To the front of neural foramen is the disc.  

To the back of the canal is the facet joint.  

A disc that bulges into the neural foramen can crowd the nerve root. So too can facet hypertrophy. Quite often, neural foraminal stenosis arises from a combination of both of these problems being present.   

McKenzie-based extension exercises are worsening my sciatica from a disc bulge—why is that?  

It’s complicated 

One possible reason: extension postures and movements actually constrict the spinal canal and the neural foramen. If you have either of these problems, you are, quite literally, compressing the nerves further.  

Another possible reason: disc injury might cause instability and the extension forces are de-stabilizing the spine.   

There’s other possible reasons, but let’s just leave it at that for now.   
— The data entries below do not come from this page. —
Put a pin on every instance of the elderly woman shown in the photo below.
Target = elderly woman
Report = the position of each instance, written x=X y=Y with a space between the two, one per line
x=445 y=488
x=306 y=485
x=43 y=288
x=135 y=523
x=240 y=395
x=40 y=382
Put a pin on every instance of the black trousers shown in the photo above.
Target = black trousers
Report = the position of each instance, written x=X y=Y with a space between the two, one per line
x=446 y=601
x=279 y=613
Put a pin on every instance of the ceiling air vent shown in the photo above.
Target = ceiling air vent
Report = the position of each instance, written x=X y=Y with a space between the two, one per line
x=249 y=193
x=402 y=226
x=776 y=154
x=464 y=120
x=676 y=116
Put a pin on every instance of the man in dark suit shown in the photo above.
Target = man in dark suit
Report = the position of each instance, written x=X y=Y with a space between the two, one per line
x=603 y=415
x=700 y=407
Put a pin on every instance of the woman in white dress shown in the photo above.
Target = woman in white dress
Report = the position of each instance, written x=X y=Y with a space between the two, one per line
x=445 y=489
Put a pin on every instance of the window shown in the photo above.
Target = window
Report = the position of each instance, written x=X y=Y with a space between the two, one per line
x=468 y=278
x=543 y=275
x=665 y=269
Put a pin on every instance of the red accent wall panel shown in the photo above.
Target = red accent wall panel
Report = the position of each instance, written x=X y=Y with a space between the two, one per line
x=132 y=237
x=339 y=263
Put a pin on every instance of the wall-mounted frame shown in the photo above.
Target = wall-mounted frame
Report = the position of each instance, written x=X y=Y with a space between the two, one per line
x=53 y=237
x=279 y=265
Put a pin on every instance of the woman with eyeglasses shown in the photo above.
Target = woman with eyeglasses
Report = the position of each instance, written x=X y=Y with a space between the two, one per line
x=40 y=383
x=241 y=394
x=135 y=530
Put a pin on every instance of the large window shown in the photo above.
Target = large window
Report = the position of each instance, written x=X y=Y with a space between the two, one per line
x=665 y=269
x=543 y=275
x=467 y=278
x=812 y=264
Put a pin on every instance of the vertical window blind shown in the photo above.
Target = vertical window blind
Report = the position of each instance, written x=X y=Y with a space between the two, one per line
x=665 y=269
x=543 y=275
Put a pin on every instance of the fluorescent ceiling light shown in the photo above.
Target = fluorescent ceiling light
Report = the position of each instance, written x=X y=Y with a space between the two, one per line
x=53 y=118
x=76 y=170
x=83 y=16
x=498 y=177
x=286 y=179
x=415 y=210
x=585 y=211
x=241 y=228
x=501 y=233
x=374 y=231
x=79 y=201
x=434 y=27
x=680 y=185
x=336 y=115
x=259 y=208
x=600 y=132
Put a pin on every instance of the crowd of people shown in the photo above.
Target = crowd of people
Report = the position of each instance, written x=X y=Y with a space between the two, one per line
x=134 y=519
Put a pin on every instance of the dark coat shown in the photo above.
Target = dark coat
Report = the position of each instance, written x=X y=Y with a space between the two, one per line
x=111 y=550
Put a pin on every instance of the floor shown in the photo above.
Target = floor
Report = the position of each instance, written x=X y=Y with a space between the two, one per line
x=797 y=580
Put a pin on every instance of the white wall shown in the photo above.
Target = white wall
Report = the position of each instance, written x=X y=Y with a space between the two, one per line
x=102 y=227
Should I get an epidural steroid injection?   


An epidural steroid injection entails the placement of steroids, along with a numbing agent, into the region of the spinal nerves or its roots.   

The data for the effectiveness of this procedure is weak. According to Dr. Roger Chou, an epidemiologist from Oregon, the injections result, over average, in only very small and very short-lived pain reductions—less than 10% impact for less than a month.   

However…clinically, I have observed impressive results in a small minority. For the lucky few, an epidural steroid injection resolves most pain for many months.   

But…if you have a limited treatment response, no surprise there as that’s the norm.   

I’ve already tried everything, should I just get surgery?   

Not necessarily  

Most surgery for sciatica is elective meaning you get the surgery when you can’t put up with the pain anymore.   

I’ve observed that most patients who have previously been told that they need surgery from a spine surgery can still be fixed with more insightful diagnostic and treatment.  

Select References 

Berry, James A., et al. “A review of lumbar radiculopathy, diagnosis, and treatment.” Cureus 11.10 (2019). 

McGill, Stuart. Low back disorders: evidence-based prevention and rehabilitation. Human Kinetics, 2015.  

Jim, Lysander. Specific Spine: A Doctor’s Guide to a Healthy Back. M.D. Muse Media, 2023.   

Clark, Rachel, Rachel Palmieri Weber, and Leila Kahwati. “Surgical management of lumbar radiculopathy: a systematic review.” Journal of general internal medicine 35 (2020): 855-864.  

Barr, Karen. “Electrodiagnosis of lumbar radiculopathy.” Physical Medicine and Rehabilitation Clinics 24.1 (2013): 79-91.